Ultra-flexible market
Even though Lynch singled out a recent JLL survey, which found that three in four workers hope to return to an office at some point in the future, he is realistic.
“A version of lockdown is likely to be a permanent fixture of life, with landlords and buildings needing to rethink operations for a flexible working world, and not all of those options need to be in city centres,” Lynch said, adding that he wants to take his company to new suburban and commuter hubs later this year.
What certainly helped Huckletree is a workable relationship with most of their landlords.
“For the most part, our landlords have acknowledged it’s been a challenging time and have been accommodating, which has allowed us to pass on savings,” Lynch noted.
But he added quickly that this is just the beginning for disruption in the property market.

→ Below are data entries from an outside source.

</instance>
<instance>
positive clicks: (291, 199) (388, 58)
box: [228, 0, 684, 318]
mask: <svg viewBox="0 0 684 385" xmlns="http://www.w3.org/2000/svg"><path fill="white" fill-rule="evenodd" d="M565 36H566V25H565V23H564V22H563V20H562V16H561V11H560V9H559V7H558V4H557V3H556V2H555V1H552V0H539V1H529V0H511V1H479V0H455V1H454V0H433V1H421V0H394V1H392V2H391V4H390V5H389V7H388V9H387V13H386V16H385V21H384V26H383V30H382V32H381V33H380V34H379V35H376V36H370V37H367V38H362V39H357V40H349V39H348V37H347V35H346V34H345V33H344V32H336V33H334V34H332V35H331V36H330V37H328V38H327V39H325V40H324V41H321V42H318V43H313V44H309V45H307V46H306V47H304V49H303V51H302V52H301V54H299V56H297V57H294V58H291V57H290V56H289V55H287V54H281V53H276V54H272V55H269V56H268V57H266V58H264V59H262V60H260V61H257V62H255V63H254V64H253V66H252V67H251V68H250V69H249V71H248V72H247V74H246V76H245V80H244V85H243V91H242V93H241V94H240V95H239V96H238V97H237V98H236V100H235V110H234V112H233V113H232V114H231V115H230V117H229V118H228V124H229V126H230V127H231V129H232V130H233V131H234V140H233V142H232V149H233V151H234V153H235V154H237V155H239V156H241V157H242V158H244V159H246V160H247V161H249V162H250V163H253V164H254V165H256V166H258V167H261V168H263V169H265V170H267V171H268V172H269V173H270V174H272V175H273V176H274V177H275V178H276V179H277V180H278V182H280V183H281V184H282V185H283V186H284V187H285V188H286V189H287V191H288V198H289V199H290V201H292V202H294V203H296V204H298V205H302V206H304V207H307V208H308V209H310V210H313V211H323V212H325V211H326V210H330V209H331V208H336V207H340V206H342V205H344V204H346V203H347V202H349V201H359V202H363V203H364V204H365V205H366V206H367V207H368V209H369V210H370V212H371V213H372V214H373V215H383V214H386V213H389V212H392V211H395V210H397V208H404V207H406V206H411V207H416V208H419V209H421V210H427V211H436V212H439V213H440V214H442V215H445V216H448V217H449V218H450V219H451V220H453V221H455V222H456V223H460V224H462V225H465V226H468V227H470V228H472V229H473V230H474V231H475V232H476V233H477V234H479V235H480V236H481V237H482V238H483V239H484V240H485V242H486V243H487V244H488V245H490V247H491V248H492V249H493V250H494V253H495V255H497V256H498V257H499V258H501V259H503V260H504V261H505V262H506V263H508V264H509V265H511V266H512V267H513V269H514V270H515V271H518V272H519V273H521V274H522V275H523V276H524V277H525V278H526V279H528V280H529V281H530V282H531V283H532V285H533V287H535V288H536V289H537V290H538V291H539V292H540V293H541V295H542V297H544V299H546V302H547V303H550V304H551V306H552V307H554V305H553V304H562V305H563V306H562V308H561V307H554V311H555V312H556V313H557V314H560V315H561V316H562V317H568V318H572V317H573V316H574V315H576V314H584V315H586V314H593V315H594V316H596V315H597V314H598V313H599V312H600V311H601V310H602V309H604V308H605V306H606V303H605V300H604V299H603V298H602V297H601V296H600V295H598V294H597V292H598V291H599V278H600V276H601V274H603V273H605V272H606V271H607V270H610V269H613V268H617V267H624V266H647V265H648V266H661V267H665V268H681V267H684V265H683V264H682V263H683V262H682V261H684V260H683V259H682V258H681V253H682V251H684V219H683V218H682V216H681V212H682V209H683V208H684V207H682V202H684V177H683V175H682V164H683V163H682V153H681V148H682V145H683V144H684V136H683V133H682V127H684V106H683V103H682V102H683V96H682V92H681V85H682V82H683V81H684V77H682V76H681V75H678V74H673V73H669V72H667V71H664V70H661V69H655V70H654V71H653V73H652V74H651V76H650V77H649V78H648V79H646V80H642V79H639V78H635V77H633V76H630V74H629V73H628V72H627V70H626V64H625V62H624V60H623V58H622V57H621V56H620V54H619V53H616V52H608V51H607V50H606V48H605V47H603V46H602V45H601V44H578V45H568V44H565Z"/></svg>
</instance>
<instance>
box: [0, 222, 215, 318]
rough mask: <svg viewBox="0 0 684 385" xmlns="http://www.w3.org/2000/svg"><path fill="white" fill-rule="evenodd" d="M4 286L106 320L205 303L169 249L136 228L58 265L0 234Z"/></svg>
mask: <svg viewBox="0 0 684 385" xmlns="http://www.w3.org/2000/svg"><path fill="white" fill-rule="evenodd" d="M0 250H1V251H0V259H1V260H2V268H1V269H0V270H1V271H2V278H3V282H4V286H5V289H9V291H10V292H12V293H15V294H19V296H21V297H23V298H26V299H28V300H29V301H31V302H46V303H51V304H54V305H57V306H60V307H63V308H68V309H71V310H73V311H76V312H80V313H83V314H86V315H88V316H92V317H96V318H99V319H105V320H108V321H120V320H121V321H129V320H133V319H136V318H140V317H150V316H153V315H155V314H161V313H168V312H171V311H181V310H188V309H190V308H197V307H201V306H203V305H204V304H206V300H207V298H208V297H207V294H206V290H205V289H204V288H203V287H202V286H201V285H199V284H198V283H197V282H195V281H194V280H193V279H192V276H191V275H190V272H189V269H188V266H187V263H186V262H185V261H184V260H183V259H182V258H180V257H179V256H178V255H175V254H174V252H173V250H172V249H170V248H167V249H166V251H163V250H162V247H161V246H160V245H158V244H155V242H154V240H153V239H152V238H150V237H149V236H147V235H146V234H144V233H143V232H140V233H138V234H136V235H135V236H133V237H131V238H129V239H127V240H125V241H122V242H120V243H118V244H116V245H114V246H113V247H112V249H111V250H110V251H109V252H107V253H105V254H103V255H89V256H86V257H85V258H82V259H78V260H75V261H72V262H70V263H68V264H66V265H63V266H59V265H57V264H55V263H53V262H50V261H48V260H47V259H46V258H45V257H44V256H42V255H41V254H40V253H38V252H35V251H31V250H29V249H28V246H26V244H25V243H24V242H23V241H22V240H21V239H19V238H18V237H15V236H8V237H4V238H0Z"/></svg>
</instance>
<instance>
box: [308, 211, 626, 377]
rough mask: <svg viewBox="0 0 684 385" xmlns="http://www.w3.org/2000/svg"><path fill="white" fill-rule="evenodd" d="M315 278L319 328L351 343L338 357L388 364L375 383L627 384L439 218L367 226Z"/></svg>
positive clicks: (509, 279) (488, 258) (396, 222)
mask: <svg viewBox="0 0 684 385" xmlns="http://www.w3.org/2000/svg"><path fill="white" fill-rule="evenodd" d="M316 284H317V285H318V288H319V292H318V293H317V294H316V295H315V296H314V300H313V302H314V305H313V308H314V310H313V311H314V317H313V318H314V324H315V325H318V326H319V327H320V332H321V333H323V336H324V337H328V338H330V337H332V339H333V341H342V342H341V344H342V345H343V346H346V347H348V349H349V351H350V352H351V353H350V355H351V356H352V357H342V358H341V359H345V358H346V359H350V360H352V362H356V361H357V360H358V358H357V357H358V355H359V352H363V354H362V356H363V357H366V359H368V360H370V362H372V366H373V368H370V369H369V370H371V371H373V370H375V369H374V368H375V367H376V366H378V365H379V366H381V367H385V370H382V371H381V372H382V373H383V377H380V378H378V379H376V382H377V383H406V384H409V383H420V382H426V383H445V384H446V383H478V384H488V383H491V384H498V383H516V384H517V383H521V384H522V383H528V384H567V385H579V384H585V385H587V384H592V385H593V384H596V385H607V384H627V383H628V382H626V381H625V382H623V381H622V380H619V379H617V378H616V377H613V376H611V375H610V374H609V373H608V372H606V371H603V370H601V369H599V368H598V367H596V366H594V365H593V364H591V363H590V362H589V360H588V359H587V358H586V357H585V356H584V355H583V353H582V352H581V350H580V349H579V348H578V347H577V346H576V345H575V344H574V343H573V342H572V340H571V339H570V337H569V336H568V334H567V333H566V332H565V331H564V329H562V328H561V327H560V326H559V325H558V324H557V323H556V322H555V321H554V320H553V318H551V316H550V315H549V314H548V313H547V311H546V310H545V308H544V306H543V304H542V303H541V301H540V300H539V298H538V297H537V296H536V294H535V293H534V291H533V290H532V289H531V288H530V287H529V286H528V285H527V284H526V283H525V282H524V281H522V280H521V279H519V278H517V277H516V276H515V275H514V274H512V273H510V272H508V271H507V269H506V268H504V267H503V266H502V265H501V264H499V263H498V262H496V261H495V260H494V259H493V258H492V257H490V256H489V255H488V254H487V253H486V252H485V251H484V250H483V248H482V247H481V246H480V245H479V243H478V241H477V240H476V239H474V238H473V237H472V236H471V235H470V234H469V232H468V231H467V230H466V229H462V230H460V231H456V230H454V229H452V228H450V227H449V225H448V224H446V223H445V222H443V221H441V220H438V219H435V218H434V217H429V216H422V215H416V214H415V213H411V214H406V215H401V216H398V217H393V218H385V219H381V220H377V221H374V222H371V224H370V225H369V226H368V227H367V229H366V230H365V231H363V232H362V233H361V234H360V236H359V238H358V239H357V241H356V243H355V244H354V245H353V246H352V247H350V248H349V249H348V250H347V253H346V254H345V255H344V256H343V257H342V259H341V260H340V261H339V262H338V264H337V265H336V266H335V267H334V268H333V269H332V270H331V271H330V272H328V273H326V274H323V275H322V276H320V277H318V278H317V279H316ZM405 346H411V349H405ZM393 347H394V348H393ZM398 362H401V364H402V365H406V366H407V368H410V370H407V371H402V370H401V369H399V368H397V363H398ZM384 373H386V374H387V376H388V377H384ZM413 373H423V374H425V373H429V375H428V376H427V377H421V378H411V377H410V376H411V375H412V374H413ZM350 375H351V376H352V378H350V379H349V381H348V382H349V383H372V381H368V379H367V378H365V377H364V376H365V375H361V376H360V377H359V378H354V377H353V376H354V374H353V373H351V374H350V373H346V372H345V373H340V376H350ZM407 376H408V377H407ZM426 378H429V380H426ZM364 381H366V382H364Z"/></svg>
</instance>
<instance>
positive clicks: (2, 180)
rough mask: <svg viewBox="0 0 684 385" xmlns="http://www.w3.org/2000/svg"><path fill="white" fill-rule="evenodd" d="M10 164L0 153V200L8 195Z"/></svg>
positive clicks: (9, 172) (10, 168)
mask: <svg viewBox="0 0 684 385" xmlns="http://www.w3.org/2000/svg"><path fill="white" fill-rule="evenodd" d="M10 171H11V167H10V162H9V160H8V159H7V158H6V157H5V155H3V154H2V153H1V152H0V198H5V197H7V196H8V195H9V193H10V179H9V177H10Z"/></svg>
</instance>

The workspace provider-turned-advisor is now working with larger firms and innovation teams on building a ‘lite’, scaled down HQ, giving corporates the flexibility that the traditional fixed lease market is unable to provide.
The real story of 2020
With the exception of the pandemic itself, working from home has been one of the biggest stories of 2020, said Hersham.
“But what is apparent, is that the office isn’t dead, it will just look different.”
As a result, work cultures are changing, restructures are taking place and business owners are more conscious of property-related overheads than ever.
“Whether you run an SME or a bigger corporate, you will need to be agile in your approach to property costs, and look at making these costs as flexible as possible, which is where innovative co-working spaces can provide a solution,” she said.
Forecasting what the year has in store, Hersham is convinced “the hybrid model is here to stay”.
“We’ve already seen a surge in enquiries from companies who want the option to work from home and be part of an ecosystem like ours 2-4 days a week, using us as a platform for growth and community,” she said, adding that they plan to invest in skill-sharing, networking and culture-building opportunities for the innovation sector.
“2020 was a game-changer for working from home, but 2021 will be about bringing both remote and in-person work together, and we want to be at the centre of it,” concluded Hersham.